The reign of James Bond on the big screen does not end when Daniel Craig steps down from the role. It continues with a new leading man and more people are starting to wager their money on Idris Elba to take over.
A report from British betting company Ladbrokes revealed the spike in numbers for those who are betting on the "Luther" star to become the new James Bond. He may not be in the lead, but is close to others in the standings and is closing in on those on the top.
Elba has a 10/1 chance according to the betting odds and Ladbrokes' Alex Apati explained that this could be because his name always pops up among traders.
"He has been there or thereabout at the head of the Bond betting in the last few years and we're not yet ruling him out for the role," Apati said.
On the lead on the list is James Norton ("McMafia") with 2/1 odds followed by "Outlander" star Sam Heughan with 3/1. Also in the running are actors Tom Hiddleston with 5/1, Aidan Turner and Richard Madden both with the odds 6/1 and Tom Hardy and Michael Fassbender with 8/1. Elba shares the same odds with "Peaky Blinders' star Cillian Murphy.
Elba is not looking to replace Craig as James Bond.

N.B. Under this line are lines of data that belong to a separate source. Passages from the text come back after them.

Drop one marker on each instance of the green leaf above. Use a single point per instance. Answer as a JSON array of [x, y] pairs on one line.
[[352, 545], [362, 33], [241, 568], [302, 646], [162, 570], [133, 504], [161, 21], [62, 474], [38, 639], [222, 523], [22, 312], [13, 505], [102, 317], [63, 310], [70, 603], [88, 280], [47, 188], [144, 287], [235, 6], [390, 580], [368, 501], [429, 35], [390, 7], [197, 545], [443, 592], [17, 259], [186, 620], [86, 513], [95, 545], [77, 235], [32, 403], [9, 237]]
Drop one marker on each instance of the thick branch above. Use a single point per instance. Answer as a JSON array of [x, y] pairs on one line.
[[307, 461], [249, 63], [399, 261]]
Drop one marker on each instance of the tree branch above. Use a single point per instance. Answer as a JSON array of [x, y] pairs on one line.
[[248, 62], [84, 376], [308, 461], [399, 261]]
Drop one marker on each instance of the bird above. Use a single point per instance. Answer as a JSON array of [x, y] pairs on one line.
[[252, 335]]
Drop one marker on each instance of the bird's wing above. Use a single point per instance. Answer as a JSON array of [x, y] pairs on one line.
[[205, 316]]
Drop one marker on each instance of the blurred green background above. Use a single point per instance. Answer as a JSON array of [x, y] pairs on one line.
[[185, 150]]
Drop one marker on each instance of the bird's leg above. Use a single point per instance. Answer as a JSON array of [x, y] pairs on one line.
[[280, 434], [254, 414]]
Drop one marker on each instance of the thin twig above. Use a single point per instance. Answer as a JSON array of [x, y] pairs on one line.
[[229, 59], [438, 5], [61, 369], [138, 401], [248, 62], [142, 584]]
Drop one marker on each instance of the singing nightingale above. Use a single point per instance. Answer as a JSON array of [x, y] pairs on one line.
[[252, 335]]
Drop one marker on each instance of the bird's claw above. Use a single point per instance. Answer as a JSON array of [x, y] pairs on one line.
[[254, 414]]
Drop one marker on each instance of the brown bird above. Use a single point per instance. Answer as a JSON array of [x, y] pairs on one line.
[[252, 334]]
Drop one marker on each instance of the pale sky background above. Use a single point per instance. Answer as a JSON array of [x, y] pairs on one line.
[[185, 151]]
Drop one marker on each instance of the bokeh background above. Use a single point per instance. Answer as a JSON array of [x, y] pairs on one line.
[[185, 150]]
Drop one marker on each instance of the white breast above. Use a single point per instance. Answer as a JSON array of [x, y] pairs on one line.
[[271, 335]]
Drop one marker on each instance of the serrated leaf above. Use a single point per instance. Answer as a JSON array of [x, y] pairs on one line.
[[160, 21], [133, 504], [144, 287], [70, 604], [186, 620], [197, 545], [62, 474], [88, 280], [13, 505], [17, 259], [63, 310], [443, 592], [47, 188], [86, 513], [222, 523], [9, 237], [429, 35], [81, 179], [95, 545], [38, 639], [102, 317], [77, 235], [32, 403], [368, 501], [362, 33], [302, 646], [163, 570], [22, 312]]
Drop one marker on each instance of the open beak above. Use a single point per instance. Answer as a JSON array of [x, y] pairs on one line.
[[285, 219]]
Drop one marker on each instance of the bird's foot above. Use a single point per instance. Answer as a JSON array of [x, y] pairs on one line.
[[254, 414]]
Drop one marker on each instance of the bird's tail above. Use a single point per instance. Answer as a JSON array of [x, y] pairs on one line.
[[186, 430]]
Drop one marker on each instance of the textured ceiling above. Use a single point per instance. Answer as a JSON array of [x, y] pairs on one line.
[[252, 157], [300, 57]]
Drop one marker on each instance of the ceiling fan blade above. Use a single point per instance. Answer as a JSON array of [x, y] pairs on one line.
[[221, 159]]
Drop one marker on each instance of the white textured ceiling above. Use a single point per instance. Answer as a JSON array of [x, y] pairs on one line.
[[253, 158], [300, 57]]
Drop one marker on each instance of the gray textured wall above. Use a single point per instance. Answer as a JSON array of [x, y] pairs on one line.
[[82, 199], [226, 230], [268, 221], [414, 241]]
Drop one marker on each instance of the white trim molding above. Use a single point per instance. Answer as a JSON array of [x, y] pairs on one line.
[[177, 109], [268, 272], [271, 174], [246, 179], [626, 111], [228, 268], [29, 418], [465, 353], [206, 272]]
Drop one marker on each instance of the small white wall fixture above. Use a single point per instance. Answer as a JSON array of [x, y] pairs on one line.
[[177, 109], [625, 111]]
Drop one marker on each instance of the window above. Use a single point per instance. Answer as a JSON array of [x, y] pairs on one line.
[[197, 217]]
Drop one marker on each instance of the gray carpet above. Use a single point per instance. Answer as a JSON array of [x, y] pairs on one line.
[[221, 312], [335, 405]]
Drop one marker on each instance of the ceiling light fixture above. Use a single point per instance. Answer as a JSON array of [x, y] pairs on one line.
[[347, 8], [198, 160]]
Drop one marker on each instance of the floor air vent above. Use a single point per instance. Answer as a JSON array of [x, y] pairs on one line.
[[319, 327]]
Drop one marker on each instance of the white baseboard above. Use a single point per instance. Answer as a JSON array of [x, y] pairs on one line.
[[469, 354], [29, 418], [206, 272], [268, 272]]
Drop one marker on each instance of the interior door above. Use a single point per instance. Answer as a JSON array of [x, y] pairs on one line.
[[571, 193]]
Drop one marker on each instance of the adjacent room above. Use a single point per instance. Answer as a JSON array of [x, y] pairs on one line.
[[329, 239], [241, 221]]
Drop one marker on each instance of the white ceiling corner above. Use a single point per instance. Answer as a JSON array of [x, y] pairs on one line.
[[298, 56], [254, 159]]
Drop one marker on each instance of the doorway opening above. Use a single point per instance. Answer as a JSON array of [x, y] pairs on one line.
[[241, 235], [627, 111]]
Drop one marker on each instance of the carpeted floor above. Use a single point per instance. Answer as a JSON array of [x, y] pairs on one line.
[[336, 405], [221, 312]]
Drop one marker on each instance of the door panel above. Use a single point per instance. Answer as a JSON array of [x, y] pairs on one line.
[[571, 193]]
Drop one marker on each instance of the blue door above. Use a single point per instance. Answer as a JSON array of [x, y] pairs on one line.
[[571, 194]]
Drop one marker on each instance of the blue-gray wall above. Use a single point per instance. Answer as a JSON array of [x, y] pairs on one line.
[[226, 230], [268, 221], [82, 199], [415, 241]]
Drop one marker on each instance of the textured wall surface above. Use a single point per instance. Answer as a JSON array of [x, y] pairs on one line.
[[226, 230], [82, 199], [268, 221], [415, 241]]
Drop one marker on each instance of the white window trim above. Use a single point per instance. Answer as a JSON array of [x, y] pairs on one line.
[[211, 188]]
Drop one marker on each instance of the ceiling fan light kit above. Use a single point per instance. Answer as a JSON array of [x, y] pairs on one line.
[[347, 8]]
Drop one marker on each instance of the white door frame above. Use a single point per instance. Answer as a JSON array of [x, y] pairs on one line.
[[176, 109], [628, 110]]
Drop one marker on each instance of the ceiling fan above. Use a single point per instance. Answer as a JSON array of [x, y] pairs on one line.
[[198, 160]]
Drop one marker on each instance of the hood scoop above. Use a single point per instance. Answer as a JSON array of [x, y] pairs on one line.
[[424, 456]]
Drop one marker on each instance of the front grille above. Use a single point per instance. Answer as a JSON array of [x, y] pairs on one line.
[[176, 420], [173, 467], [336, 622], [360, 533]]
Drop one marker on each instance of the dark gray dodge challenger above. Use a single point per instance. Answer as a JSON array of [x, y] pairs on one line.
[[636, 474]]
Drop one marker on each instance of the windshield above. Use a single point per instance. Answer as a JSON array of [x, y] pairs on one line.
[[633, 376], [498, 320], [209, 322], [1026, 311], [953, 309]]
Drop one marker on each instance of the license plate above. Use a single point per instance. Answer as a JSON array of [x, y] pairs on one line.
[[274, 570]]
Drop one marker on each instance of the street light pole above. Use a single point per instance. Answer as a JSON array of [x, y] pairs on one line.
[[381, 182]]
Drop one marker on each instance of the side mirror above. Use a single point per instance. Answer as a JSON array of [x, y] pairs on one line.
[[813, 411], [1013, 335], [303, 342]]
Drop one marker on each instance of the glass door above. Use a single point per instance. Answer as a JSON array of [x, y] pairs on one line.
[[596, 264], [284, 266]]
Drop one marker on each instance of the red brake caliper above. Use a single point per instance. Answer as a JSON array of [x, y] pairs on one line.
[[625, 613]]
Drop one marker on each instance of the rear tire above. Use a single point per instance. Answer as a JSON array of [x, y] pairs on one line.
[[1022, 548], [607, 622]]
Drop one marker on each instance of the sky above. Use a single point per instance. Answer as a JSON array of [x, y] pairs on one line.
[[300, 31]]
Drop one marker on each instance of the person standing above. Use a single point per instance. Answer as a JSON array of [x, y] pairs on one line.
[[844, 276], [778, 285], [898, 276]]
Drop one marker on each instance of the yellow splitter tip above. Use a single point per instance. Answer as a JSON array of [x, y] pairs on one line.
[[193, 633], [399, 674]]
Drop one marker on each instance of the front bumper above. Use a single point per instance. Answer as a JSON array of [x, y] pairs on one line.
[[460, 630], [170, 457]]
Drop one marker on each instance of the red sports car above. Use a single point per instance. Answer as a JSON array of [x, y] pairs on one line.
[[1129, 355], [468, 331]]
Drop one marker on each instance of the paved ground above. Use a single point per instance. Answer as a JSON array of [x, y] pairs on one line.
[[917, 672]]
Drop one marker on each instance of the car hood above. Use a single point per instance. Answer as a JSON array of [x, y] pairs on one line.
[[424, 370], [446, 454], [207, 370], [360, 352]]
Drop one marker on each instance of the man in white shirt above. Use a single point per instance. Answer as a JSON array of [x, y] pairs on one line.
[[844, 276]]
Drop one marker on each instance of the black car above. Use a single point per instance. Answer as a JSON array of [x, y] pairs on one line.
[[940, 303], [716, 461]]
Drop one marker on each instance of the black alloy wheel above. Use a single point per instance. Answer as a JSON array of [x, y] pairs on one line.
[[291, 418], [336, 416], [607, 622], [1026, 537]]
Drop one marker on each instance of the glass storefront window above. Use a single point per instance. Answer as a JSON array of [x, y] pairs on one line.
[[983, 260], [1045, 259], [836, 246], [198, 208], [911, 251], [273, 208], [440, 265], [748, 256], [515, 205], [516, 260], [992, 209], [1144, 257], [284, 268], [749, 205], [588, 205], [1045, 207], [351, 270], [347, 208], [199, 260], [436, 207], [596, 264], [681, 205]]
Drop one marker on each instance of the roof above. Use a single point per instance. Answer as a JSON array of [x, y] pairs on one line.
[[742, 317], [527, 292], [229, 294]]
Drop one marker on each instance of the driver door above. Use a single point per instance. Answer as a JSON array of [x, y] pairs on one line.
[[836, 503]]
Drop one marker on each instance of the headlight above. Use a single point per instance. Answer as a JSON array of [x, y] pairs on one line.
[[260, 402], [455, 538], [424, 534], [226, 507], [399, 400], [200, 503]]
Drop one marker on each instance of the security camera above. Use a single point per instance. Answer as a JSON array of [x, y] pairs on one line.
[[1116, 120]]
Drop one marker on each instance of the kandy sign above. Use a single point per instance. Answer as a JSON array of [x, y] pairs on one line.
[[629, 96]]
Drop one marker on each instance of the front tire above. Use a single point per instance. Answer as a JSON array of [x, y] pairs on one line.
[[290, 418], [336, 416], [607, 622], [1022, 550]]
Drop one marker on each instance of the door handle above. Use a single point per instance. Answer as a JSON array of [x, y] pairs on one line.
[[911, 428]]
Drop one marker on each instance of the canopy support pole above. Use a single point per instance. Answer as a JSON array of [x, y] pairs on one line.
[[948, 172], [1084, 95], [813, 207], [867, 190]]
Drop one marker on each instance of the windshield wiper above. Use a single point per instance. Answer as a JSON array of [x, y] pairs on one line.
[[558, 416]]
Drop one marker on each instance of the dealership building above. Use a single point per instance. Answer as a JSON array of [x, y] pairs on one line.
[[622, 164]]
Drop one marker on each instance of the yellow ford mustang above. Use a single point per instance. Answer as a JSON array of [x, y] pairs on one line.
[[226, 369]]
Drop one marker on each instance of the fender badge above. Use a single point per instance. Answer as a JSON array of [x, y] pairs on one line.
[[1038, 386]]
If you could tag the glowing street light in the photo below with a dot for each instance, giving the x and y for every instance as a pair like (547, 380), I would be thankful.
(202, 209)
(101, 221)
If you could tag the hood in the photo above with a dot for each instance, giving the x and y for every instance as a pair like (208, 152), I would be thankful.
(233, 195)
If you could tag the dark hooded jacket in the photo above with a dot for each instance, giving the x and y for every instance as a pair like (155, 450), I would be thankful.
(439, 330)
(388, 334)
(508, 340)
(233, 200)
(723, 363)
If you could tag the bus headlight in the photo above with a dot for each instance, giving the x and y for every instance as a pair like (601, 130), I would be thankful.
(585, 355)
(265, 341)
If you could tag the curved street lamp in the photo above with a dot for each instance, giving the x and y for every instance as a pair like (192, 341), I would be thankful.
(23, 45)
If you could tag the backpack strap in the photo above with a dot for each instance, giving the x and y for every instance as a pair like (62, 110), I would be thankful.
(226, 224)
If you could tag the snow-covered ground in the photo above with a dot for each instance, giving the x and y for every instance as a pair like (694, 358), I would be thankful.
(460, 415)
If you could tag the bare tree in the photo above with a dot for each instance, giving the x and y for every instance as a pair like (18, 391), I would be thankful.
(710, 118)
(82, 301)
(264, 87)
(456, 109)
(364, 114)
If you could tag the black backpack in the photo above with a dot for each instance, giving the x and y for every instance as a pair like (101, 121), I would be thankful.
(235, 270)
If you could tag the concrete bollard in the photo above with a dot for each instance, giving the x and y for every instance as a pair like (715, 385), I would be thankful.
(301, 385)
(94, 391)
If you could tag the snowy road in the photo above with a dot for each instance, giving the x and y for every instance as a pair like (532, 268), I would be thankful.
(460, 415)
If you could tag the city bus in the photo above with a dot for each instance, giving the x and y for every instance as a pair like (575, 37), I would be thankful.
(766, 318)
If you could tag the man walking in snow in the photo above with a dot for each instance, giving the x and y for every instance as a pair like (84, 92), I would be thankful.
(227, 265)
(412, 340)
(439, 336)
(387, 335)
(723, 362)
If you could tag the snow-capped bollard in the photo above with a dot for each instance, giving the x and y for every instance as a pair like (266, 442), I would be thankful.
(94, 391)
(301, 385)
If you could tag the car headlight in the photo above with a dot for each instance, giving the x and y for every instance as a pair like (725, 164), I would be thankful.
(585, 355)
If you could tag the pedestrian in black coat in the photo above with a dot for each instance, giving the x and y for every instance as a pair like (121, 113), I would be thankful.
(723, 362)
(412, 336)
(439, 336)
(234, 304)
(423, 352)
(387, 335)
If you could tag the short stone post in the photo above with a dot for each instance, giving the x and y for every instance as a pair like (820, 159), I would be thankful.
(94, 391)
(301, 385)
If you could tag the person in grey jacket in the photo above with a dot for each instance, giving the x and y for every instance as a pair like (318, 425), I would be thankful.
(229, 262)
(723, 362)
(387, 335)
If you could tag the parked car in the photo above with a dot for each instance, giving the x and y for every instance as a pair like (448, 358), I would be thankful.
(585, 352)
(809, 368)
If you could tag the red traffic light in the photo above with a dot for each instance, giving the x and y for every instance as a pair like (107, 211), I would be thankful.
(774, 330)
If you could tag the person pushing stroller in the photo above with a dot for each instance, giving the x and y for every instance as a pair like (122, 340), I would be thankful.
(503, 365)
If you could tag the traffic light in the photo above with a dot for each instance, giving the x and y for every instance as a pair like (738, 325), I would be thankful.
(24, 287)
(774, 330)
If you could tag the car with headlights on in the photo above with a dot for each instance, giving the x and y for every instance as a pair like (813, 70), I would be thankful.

However, he has opened up about feeling "disheartened" in the past because people believe he cannot do the job because of his skin colour.
"You just get disheartened when you get people from a generational point of view going, 'It can't be.' And it really turns out to be the color of my skin," the 47-year-old "Thor" actor told Vanity Fair adding, "And then if I get it and it didn't work, or it did work, would it be because of the color of my skin? That's a difficult position to put myself into when I don't need to."
Craig's last outing as James Bond is on "No Time To Die." There is no update yet on whether the franchise will continue and on who will take over the "hugely coveted" role. Elba said it would be "fascinating" to play the part if someone approached him with it. But it is something that he has not really expressed interest to play as "the Black James Bond."